Akibat dari perubahan iklim yang melanda berbagai kawasan membuat bencana lebih intens dan merusak.

PARIS - Para ahli klimatologi dan cuaca mengatakan perubahan iklim tidak membuat bencana siklon, seperti yang menerjang Bangladesh, menjadi lebih sering, tetapi justru membuat bencana lebih intens dan merusak.

Dilansir oleh The Straits Times, Selasa (16/5), fenomena alam yang sangat kuat ini memiliki label yang berbeda sesuai dengan wilayah yang dihantamnya.
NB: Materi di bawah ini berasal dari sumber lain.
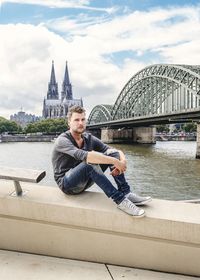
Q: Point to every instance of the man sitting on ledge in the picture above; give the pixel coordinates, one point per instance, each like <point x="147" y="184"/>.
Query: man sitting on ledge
<point x="80" y="159"/>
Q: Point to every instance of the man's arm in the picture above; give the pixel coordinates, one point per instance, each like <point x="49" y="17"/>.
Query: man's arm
<point x="99" y="158"/>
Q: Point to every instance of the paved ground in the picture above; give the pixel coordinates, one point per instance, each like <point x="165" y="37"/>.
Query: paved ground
<point x="20" y="266"/>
Siklon dan angin topan, semuanya adalah badai tropis dahsyat yang dapat menghasilkan energi 10 kali lebih besar daripada bom atom Hiroshima.

Deretan bencana ini dibagi ke dalam kategori yang berbeda sesuai dengan kekuatan angin berkelanjutan maksimumnya dan skala kerusakan yang berpotensi ditimbulkannya.

"Siklon adalah sistem bertekanan rendah yang terbentuk di daerah tropis di daerah yang cukup panas untuk berkembang," kata Emmanuel Cloppet, dari kantor cuaca Prancis, Meteo France.

"Dicirikan oleh awan hujan/badai yang mulai berputar dan menghasilkan hujan dan angin kencang, serta gelombang badai yang diciptakan oleh angin," tambahnya.

Fenomena cuaca yang sangat besar ini, beberapa ratus kilometer lebarnya, menjadi lebih berbahaya karena kemampuannya untuk menempuh jarak yang sangat jauh.

Siklon tropis dikategorikan menurut intensitas angin, naik dari depresi tropis (di bawah 63 kilometer per jam), melalui badai tropis (63 kilometer per jam hingga 117 kilometer per jam) hingga badai besar (di atas itu).

Itu disebut siklon di Samudra Hindia dan Pasifik Selatan, angin topan di Atlantik Utara dan Pasifik timur laut, dan topan di Pasifik barat laut.

Skala Berbeda

Badan meteorologi menggunakan skala yang berbeda untuk mengategorikannya, tergantung pada cekungan samudera tempat terjadinya. Skala paling terkenal untuk mengukur intensitas dan potensi destruktifnya adalah skala angin Saffir-Simpson lima tingkat.

"Jumlah keseluruhan siklon tropis per tahun tidak berubah secara global, tetapi perubahan iklim telah meningkatkan terjadinya badai yang paling kuat dan merusak," ungkap World Weather Attribution (WWA), kelompok ilmuwan iklim dan spesialis dampak iklim yang tujuannya menunjukkan hubungan yang dapat diandalkan antara pemanasan global dan fenomena cuaca tertentu.

"Siklon paling ganas, kategori tiga hingga lima pada skala Saffir-Simpson, yang menyebabkan kerusakan paling parah semakin sering terjadi," kata WWA.

Perubahan iklim yang disebabkan oleh aktivitas manusia mempengaruhi siklon tropis dalam tiga cara utama, dengan menghangatkan udara dan lautan dengan memicu kenaikan permukaan air laut.

"Siklon tropis adalah peristiwa curah hujan paling ekstrem di planet ini," kata WWA dalam publikasinya Reporting Extreme Weather And Climate Change.

Karena atmosfernya lebih hangat, ia dapat menampung lebih banyak air, sehingga saat hujan turun. "Kenaikan suhu udara 3 derajat C berpotensi menghasilkan peningkatan 20 persen dalam jumlah hujan yang dihasilkan oleh peristiwa siklon," kata Cloppet.

Hujan deras inilah yang terkadang menyebabkan banjir dan tanah longsor fatal, seperti kasus Topan Freddy, yang menewaskan ratusan orang di Malawi dan Mozambik pada awal tahun 2023. Perubahan iklim juga memanaskan lautan. Air hangat ini memicu siklon dan memberi mereka kekuatan.

"Oleh karena itu, perubahan iklim menciptakan kondisi di mana badai yang lebih kuat dapat terbentuk, meningkat dengan cepat dan bertahan untuk mencapai daratan, sambil membawa lebih banyak air," kata WWA.